Sueños cuerdos

Autor:

Osviel Castro Medel

Tal vez algunos dirán, mecánicamente, que me falta un tornillo, que se me aflojó una tuerca o, incluso, que me «fundí». Lo dirán porque ya otras personas, en los estertores de años pasados, pidieron deseos similares y fueron tildadas de ilusas.

Pero sé que siempre vale soñar y asumo que solo la insistencia puede horadar rocas como aquella de la que hablaba el Puma en una de sus canciones románticas.

Por eso, uno de mis sueños cuerdos en este 2011 es ver una disminución geométrica de esos que viven y mueren rajando de los demás, haciendo tirillas el pellejo de los demás, especialmente el de sus propios compañeros de trabajo.

En consonancia, aspiro a que la hipocresía incumpla por mucho su plan de producción y decrezca un 34 por ciento en comparación con igual período; es decir, respecto a este año. Y que el método cara a cara se expanda por valles y montañas... sin llegar al río.

Pido que los trapos sucios se limpien en lavadora de la conciencia colectiva. Que aparezca una vacuna invisible contra la indolencia y la pereza de algunos. Que venga una inyección letal contra los hombres-perro, esos que muerden con atropellos verbales en centros públicos.

Quiero que, al realizar cualquier trámite de Vivienda u otro por el estilo, disminuya de verdad el peloteo, el «ven mañana, ven pasado… ya no vengas».

Deseo que disminuya la tortícolis, padecimiento moderno que consiste en virar el cuello en las paradas. Y que merme otra enfermedad de estos tiempos: la vanidad de algunos que se creen cosas y no aterrizan nunca.

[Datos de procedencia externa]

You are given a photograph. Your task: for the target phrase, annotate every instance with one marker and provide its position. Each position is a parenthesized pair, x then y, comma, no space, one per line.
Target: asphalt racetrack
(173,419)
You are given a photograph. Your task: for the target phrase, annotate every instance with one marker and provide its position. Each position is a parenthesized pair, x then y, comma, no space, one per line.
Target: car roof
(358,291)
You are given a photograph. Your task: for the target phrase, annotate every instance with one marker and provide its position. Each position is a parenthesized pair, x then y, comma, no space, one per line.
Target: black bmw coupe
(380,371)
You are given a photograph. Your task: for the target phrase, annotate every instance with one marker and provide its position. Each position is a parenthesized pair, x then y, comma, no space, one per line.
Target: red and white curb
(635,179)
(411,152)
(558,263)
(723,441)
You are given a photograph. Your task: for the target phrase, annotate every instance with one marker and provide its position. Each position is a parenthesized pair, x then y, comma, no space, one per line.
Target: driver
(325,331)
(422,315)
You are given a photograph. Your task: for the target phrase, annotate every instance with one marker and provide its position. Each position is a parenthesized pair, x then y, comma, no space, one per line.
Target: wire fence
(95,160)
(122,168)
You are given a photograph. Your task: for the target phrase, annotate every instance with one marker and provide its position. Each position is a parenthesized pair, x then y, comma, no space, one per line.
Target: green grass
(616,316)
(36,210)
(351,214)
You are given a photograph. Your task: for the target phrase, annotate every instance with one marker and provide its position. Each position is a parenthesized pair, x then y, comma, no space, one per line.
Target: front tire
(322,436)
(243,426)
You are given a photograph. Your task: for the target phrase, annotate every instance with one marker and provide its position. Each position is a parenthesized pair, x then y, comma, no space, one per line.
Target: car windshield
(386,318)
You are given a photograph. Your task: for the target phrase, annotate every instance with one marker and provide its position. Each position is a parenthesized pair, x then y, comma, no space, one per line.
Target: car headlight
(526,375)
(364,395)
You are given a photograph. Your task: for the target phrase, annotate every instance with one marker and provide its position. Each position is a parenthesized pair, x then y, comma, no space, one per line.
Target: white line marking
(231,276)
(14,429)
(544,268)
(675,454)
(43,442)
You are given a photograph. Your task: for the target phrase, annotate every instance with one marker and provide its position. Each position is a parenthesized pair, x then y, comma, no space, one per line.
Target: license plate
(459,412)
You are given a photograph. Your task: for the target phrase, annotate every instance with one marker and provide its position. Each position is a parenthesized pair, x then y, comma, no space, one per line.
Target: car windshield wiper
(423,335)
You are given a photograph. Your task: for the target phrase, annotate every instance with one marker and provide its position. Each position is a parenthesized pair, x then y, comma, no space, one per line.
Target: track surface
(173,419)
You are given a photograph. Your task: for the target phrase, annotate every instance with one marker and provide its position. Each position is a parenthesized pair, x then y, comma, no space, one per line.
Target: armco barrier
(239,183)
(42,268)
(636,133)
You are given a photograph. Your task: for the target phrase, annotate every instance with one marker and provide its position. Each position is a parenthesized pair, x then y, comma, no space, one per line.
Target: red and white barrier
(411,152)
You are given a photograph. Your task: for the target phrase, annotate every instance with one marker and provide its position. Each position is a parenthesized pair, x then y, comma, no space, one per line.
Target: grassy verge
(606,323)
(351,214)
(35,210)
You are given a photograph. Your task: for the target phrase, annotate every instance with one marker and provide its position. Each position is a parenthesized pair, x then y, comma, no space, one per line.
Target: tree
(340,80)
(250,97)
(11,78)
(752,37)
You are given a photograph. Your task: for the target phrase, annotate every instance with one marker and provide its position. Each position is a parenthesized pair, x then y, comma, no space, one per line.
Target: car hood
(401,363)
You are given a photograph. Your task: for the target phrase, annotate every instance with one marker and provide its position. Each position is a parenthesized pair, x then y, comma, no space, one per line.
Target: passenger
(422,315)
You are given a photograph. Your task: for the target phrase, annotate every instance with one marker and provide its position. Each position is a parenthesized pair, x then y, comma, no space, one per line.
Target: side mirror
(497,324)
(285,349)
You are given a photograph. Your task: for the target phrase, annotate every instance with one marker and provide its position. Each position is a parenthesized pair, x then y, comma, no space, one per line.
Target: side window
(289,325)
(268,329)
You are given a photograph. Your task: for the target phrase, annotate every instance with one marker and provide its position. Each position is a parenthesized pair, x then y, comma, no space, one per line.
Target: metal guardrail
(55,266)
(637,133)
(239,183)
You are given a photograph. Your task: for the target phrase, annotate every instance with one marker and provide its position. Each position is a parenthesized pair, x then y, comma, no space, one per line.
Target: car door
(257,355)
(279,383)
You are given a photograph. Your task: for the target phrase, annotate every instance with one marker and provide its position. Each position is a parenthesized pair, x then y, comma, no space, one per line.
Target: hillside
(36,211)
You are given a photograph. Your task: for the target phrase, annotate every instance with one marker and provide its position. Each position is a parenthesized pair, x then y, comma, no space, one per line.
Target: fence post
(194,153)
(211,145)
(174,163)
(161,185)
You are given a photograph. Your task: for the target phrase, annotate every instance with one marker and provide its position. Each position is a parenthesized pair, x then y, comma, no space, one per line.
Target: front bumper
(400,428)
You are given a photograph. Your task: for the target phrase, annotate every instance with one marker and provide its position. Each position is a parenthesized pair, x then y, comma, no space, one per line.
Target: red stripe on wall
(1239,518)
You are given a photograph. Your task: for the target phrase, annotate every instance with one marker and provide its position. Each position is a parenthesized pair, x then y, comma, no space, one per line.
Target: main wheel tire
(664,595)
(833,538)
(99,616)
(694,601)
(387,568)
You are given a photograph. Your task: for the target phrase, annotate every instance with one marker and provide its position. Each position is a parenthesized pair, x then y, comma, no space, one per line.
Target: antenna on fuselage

Aspiro a que la ortografía dé menores dolores de cabeza; que muchos más aprendan sobre Historia; que muchos menos se pierdan en la Geografía de sus vidas. Que la burocracia se convierta en un planeta extraño.

Pero también deseo, en otra cuerda, que esos seres humanos laboriosos que edifican una nación y una utopía sigan escribiendo epopeyas sin una molécula de autosuficiencia. Y que el trabajo, con la aplicación de necesarias fórmulas, sea brújula de millones y no burla de unos pocos «vivos».

Que los niños continúen riéndose cada mañana de los tomates verdes y del juego de la Peregrina. Que muchos, en las primeras clases, aprendan a escribir Patria, Bandera e Himno.

Que los abuelos mantengan la robustez de los círculos en los que ejercitan las bromas contra el tiempo; que la familia jamás se haga desierto y siga poblada de afectos, gozos y ternuras.

Ansío seguir viendo la tranquilidad de las barrigonas que compiten por los nombres únicos de sus hijos; que muchos continúen soñando a ser Omar Linares. Que cada día hagamos la fiesta del alma.

Que continuemos izando el estandarte de la resistencia y no nos zafemos de la garganta atragantada del buitre que quiere tragarnos hace siglos.

Que la sonrisa sea camino; que la libélula derrote al tiburón, el capullo se imponga a los cardos, el manantial venza a la ola salada de la vida.